Baquet has not forgotten that episode, and neither can any of the rest of us. His name has become synonymous with defense of quality journalism at a difficult time for newspapers.
So interviews with Baquet are worth reading, and the interview he granted last Friday to Karen Brown Dunlap, president of the Poynter Institute, might, in particular, be inscribed in gold.
Much of what he said bears repeating time and again as we consider the future of our trade.
"I'm not opposed to cutting," Baquet said. "Sometimes that's necessary, but resist some cuts. Don't blindly say yes or no. Think hard about cuts. Go back to your publisher and make the case for fewer cuts...
"The case that I tried to make, that Jim O'Shea continues, is that we don't need to cut if we're trying to produce two newspapers, one online.
"...Get out of all the corporate meetings and get into the newsroom. Many editors have gotten caught up in the office spending time on budgets. Newsrooms want to be led...

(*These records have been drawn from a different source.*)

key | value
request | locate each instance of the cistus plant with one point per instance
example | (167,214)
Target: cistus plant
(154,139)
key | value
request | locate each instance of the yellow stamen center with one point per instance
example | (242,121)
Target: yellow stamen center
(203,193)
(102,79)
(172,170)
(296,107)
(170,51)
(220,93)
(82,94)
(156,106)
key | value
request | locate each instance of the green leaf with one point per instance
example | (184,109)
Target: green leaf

"My advice to editors is go edit. If there was ever a time people want to be led on news, it is now. Take a day or two out of the week and put a moratorium on the word 'revenue.'
"...While getting excited about the election campaign, we still have to fully cover the war."
Baquet acknowledged that he gets "a little sad when I think about the future of the L.A. Times.. I just worry that Tribune will keep cutting back, and they will. I wish Tribune would focus more on building."

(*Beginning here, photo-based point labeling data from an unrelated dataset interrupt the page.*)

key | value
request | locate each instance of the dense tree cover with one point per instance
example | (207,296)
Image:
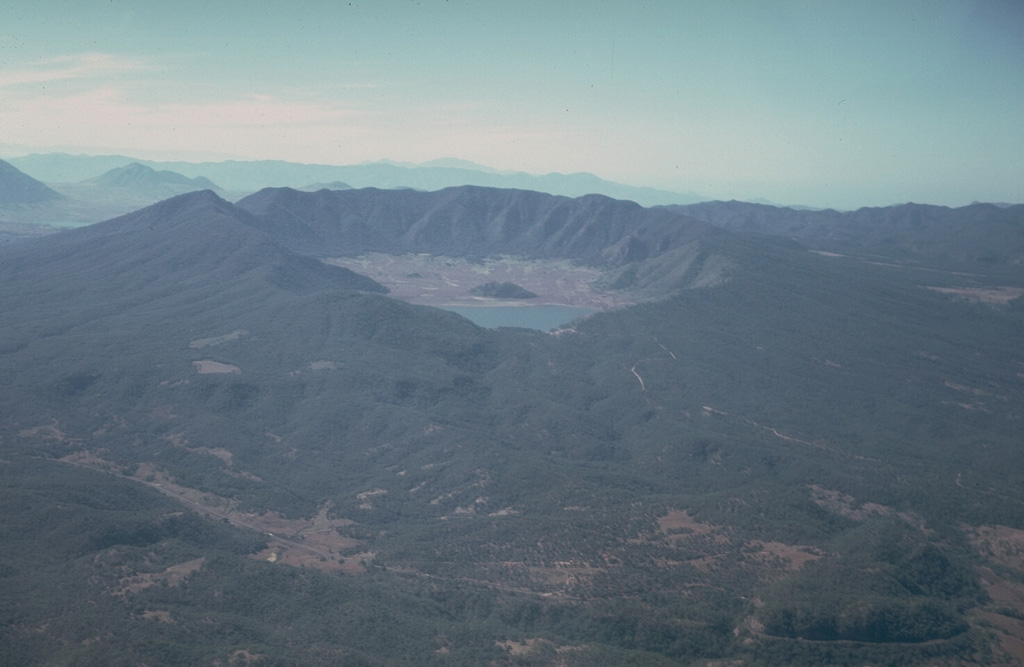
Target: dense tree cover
(828,427)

Also, Baquet made the point in the interview that newspaper readership is actually increasing, if you take into account all those people now reading the content of papers online. The thing, he said, reporters have to do is to keep breaking great stories.
Baquet is now a national leader of journalists. The man who fired him, David Hiller, will drop into the ash bin of newspaper history. In fact, he already has.

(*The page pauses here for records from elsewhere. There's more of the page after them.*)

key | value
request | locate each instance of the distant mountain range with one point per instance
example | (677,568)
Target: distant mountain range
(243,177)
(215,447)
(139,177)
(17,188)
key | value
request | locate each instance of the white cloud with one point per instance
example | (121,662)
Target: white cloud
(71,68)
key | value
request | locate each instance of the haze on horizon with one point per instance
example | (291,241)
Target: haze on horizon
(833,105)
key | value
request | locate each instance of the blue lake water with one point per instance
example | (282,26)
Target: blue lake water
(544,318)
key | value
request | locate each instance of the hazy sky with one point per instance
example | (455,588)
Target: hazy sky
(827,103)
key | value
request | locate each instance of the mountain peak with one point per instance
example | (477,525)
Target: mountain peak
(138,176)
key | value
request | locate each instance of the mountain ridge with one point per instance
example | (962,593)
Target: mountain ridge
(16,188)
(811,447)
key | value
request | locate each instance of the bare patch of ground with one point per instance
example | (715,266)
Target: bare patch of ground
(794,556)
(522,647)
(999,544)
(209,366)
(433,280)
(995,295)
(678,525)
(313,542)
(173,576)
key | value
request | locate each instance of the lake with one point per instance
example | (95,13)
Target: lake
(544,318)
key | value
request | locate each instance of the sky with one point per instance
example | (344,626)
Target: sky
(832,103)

There was a hint in the interview that O'Shea, who replaced Baquet as editor, may be following other Chicagoans who came out here and "went native," that he too has begun to resist Tribune cutting. Let's hope this is the case. I did like O'Shea's appointment of the able Davan Maharaj as the new L.A. Times business editor. But almost every week, there are signs of more fluff and less news in the Times.
To give just a few examples, the Times sports section, for the first time in many years to my knowledge, didn't send anyone to cover the Australian Open, and its coverage of the Los Angeles bid for the 2016 Olympics has been paltry. Then, in the shootings that killed five people at a Salt Lake City mall, the Times dropped the story after just two days, without ever having reported that the shooter was a Muslim Bosnian refugee who was a survivor of the Srebenica massacre. It failed to report this morning that the Bosnian Ambassador to Washington had come out to Salt Lake City to apologize for the shootings and commisurate with the victims. Meanwhile, such new sections as Envelope are mainly worthless. Under O'Shea, regardless what Baquet said, the Times has been diminished. That's the one thing Baquet said that I disagreed with, although he really did not elaborate. It was just a hint.
The departure of such outstanding writers and editors at the Times as John Balzar, Alissa Rubin and Vernon Loeb, can only be viewed as alarming. If cuts continue, such departures can only continue.